That first chapter was especially revealing because Murray has you face several sets of soul-piercing questions about your life. Answering those questions is certainly a “reality check.” In the next chapter (“review”) he has us go deeper into the reasons why we so bury ourselves in our work, etc. Some of these reasons are theological, as the following quotes will show.

The first theological reason Murray has us face is the truth that we are God’s creatures, that is, finite, limited, dependent human beings. Here is what he says:

At the root of many of the issues we identified in chapter 1 is a wrong view of God. And it’s not just a slightly wrong view; it’s  a fundamental and foundational error, because it concerns the fundamental and foundational truth that God is our Creator. That’s the very first truth revealed to us in Scripture. And it’s first for a reason: if we go wrong there, we run the risk of going wrong everywhere else.
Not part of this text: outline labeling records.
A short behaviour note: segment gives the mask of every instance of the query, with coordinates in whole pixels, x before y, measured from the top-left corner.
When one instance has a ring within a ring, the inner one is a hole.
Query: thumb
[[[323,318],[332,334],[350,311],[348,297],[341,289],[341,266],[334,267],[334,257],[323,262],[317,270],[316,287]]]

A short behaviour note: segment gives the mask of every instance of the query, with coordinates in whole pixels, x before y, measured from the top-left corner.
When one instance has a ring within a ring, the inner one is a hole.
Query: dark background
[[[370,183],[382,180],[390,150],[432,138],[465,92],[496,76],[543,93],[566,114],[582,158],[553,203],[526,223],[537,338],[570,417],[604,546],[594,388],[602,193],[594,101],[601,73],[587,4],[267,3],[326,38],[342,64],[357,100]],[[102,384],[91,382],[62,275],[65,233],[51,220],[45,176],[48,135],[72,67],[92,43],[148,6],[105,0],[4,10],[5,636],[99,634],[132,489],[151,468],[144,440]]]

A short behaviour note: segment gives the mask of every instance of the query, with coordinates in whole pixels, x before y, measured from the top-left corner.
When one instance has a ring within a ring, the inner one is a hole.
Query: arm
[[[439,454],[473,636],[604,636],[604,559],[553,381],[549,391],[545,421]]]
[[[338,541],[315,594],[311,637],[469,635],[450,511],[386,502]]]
Forgetting we are Christians has serious consequences, but so does forgetting we are human.

But then the author anticipates our objections, such that we say, “Of course I know that God is my Creator! Don’t insult my intelligence and my spiritual knowledge!” But as Murray points out, we are “creationists living like evolutionists.” Here’s how he explains that:

Lots of people call God Creator but live like evolutionists. It’s as if life is about the survival of the fittest rather than about living like a dependent creature – trusting our Creator rather than ourselves – and according to our Maker’s instructions.

To which he adds a great illustration and application:

How would you feel if you built a remote-control model car for your children, only to come home a few days later to hear that they had broken it trying to use it as a plane? You’d say, ‘I gave you a car, and I gave you car instructions; why did you ignore them and treat the car like a plane?’ Similarly, God has given us instructions about how to live as his creatures, as the finite body-and-soul beings he has made us to be. But some of us are trying to live as if we are infinite. It’s hardly surprising that we are breaking down [p39].

Good points to ponder as we start our work week.